Existe uma metodologia de trabalho ou existe um percurso diferenciado em cada trabalho?
FVC_ Eu acho que já há uma metodologia de trabalho. Acho que o facto de partirmos muito inicialmente de uma ideia muito convicta leva-nos a estabelecer um determinado tipo de regras à partida e a andarmos dentro delas.
CG_ Nós formámo-nos numa altura em que era muito importante para nós, como contra-corrente, que os projectos não surgissem do esquisso, da procura, de um arquétipo do que poderia vir a ser, ou seja, a procura a partir do esquisso como nos ensinaram. Não acreditávamos nesse método de projecto. Então, a ideia estava no início, o conceito era já uma síntese inicial e procurávamos todos que a ideia fosse forte e, a partir desse conceito inicial onde está tudo, começar a projectar. Agora as coisas estão mais descontraídas. Mas nos primeiros trabalhos que fazíamos eram sempre as ideias mais fortes que se pudessem inventar.
Como é que analisam o actual momento que se vive na arquitectura, em que a imagem parece suplantar o real em termos de importância e de impacto?

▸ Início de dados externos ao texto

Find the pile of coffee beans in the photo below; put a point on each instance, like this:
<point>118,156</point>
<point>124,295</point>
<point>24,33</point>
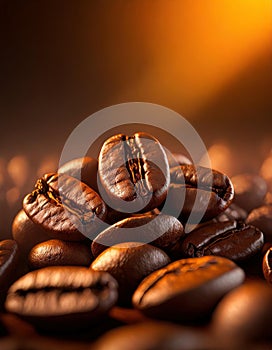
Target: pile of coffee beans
<point>138,249</point>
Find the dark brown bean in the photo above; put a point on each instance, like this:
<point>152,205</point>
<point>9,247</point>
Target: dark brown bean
<point>65,207</point>
<point>59,253</point>
<point>230,239</point>
<point>62,298</point>
<point>187,290</point>
<point>129,263</point>
<point>134,172</point>
<point>162,231</point>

CG_ Preocupa-nos imenso. Porque nos primeiros anos, o que era importante para nós era construir. E nota-se cada vez mais que há uma maneira de fazer para concursos e uma maneira de fazer para se construir. E acho perigoso, porque quando se faz um concurso interessa ganhar e fazer boas apresentações e utiliza-se uma linguagem paralela que não é a da arquitectura, que é uma linguagem muito gráfica. E muitas vezes os bons projectos em concurso não são bons projectos na realidade. E de certa forma já experimentámos isso. O desejo de construção num concurso não é muito grande. Porque num concurso fazer uma apresentação bem feita é que é o objectivo. E depois há a questão das revistas, das publicações... A presença da imagem hoje é muitíssimo forte. Hoje em dia acho que há arquitectos de concurso que não constróem nem têm ideia de construir. Por ser tão desgastante. Ganhar um concurso é óptimo. Mas depois é tão desgastante pôr aquilo a funcionar... E acho que há uma quebra, uma completa inversão dos valores. Para construir, chega a ser preferível este percurso de pequenas obras. Mas cada um tem a sua opção. Mas, de certa forma, arquitectura é construir, é viver espaços. Mesmo nas faculdades dá-se uma importância exagerada aos painéis de apresentação porque há uma concorrência enorme, há cada vez mais arquitectos e é assim que se chama a atenção. Mas é muito complicado, porque se calhar não é isso que determina o melhor projecto.
FVC_ Há também outra questão, ligada às novas tecnologias de execução do processo de desenho. Nós tivemos uma escola em que todo o processo de desenho era feito à unha, que é uma coisa que nos deu uma certa experiência em relação à forma como se constróem as coisas. Hoje em dia, o que eu vejo muito é que se opta muito por tirar o traço e pôr a mancha.
CG_ E a questão das artes gráficas... a questão do desejo da imagem. No processo de trabalho, a imagem e as formas de representação do desenho não devem tirar o desejo da obra construída. E muitas vezes temos cuidado para que a imagem não se esgote em si mesma e a imagem é um desafio como forma de experimentar.